Inference Scripts: How to Generate Images and Videos?

This section tackles the core question: How do you use inference scripts to generate videos at different resolutions, and apply them in interactive modes? Inference supports 720p and 480p video generation.

For 720p: Use tools/infer_video_720p.py for text-to-video and image-to-video.

python3 tools/infer_video_720p.py --prompt "cute kitten jumping" --image_path /path/to/image.jpg

Generates 5s 720p videos.

For 480p variable lengths: Set generation_duration to 5 or 10, supporting image-to-video and video continuation.

python3 tools/infer_video_480p.py --duration 10 --video_path /path/to/input.mp4

For long interactive videos: tools/infer_interact_480p.py enables multi-prompt interaction.

python3 tools/infer_interact_480p.py --ref_video /path/to/ref.mp4 --prompts "prompt1,prompt2"

In product prototyping, this facilitates user-interactive content creation.

Image source: Unsplash (similar visual generation examples)

InfinityStar’s Benchmarks and Visualizations

Benchmark Performance: How Does InfinityStar Excel in Image and Video Generation?

This section answers the core question: How does InfinityStar outperform competitors in benchmarks, and how is it evaluated in practice? InfinityStar achieves state-of-the-art performance on image generation benchmarks.

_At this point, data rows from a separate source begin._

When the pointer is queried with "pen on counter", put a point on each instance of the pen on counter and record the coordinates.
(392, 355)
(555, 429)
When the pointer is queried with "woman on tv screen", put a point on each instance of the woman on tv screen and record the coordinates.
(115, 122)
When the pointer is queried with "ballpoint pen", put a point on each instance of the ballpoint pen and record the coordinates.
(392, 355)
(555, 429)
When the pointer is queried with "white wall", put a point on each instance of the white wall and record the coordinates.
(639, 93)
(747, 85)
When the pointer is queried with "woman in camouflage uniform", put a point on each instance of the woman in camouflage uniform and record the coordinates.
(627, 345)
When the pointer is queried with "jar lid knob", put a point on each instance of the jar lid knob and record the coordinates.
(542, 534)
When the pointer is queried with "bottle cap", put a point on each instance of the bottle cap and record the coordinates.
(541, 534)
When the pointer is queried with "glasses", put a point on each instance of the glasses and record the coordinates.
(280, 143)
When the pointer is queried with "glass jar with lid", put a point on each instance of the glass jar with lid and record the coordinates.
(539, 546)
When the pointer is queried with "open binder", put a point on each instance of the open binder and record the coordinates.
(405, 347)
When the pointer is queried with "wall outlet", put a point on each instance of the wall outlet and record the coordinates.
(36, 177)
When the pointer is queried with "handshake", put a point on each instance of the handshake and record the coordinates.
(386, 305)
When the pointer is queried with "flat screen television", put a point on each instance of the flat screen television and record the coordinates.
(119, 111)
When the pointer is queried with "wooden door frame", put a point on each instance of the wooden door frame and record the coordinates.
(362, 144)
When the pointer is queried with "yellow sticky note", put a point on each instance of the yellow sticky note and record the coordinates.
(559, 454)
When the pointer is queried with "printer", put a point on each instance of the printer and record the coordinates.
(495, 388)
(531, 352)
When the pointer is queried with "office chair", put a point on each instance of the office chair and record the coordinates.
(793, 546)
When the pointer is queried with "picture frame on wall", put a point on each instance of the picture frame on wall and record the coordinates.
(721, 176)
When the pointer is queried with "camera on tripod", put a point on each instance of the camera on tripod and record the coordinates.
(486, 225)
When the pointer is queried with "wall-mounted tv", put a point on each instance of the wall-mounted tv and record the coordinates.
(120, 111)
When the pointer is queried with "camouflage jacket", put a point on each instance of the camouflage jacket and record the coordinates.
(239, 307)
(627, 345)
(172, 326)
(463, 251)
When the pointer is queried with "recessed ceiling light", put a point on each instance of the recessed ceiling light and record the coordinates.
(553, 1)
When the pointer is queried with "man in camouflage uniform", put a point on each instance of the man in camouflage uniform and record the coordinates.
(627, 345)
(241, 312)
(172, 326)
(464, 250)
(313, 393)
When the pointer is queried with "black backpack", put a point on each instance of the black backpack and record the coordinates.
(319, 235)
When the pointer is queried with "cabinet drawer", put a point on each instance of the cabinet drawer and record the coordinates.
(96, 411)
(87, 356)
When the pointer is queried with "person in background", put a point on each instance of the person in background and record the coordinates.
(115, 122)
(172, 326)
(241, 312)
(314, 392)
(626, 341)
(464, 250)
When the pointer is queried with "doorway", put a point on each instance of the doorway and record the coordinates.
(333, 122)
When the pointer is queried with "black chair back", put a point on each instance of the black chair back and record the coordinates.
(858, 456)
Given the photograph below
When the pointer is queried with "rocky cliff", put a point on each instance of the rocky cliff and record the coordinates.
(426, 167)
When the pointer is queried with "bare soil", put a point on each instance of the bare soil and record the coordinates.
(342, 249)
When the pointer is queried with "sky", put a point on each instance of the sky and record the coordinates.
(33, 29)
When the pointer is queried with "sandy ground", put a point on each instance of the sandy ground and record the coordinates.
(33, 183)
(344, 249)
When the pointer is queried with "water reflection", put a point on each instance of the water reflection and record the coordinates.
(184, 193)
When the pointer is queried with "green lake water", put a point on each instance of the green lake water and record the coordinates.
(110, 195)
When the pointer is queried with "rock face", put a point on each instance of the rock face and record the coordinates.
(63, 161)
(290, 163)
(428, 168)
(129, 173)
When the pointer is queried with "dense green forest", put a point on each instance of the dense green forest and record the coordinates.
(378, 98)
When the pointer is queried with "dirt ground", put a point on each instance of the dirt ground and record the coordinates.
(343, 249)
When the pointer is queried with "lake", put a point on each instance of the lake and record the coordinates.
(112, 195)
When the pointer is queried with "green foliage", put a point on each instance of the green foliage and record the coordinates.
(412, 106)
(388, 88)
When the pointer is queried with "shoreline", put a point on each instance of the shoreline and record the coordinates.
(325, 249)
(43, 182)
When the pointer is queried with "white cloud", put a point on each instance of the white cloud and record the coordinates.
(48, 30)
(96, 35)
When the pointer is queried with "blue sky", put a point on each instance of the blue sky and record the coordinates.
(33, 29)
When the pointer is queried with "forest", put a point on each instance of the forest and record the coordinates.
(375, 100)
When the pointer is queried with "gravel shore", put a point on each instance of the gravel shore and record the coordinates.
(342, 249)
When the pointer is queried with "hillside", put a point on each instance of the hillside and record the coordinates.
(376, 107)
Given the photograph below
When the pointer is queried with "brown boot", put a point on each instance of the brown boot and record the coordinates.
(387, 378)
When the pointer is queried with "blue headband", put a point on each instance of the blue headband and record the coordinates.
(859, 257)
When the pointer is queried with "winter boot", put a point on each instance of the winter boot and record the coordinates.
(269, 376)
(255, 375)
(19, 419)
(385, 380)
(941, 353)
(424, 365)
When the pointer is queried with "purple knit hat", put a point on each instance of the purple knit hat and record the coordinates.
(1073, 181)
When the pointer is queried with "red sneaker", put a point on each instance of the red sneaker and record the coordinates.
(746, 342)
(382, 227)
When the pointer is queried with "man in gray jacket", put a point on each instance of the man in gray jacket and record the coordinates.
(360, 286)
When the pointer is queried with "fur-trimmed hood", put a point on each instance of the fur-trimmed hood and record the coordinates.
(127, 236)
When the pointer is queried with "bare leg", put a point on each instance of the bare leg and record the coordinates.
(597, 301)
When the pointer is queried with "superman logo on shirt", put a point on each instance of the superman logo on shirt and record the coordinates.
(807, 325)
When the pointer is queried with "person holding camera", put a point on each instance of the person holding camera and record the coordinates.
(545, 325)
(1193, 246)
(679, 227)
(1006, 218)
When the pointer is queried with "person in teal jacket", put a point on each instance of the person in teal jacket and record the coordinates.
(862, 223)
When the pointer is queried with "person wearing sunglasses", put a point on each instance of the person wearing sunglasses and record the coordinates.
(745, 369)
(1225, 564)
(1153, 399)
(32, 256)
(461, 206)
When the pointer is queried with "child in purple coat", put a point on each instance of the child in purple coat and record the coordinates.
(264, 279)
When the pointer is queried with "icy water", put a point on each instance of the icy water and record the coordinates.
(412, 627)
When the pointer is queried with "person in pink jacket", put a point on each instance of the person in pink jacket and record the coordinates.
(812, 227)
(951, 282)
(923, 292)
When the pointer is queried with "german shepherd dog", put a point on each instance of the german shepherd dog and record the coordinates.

On video benchmarks: VBench score of 83.74, surpassing diffusion models.

Human evaluations: Outperforms HunyuanVideo.

Application: In journalism, benchmarks validate quality for reporting videos.

Visualization Examples: What Do Actual Generations Look Like?

This section explores the core question: How do InfinityStar’s generated images and videos demonstrate its capabilities? Examples in general aesthetics, anime, and motion showcase high fidelity.

Text-to-image: Such as cute kitten images.

Image-to-video: Extending static images dynamically.

Video extrapolation: Continuing input videos.

Image source: Project documentation

Reflection: Visualizations highlighted autoregressive advantages in motion complexity due to clip-by-clip prediction, avoiding global denoising limitations.

Conclusion: The Value and Future of InfinityStar

InfinityStar’s unified spacetime autoregressive framework enables high-quality, efficient visual generation across tasks, suitable for content creation and beyond.

Future extensions could include longer videos and enhanced interactions.

Practical Summary / Action Checklist

Installation: pip install -r requirements.txt, with torch>=2.5.1.
Training: Organize data, run tokenizer and VAR scripts.
Inference: Use infer_video_720p.py for 720p; infer_interact_480p.py for interactions.
Evaluation: Refer to VBench benchmarks.

One-Page Summary (One-Page Overview)

InfinityStar: Unified spacetime autoregressive model supporting T2I, T2V, I2V, V2V. Architecture: Spacetime pyramid, inherited tokenizer, stochastic depth. Performance: VBench 83.74, 10x faster than diffusion. Training: Two-stage scripts. Inference: 720p/480p scripts, interactive support. Examples: Anime, motion videos.

Frequently Asked Questions (FAQ)

What generation tasks does InfinityStar support?
It supports text-to-image, text-to-video, image-to-video, and video extrapolation.
How does the tokenizer improve reconstruction?
Through knowledge inheritance from continuous video tokenizers and stochastic quantizer depth.
What is InfinityStar’s inference speed advantage?
It generates 5s 720p videos 10 times faster than diffusion models.
What environment is needed for training?
torch>=2.5.1 and packages from requirements.txt.
How to generate long interactive videos?
Use infer_interact_480p.py with a reference video and multiple prompts.
How does spacetime pyramid work?
It decomposes videos into clip pyramids, predicting autoregressively across scales.
What is InfinityStar’s benchmark score?
VBench 83.74, surpassing HunyuanVideo.
What resolutions and durations are supported?
720p at 5s, 480p at 5-10s, with potential for infinite extensions.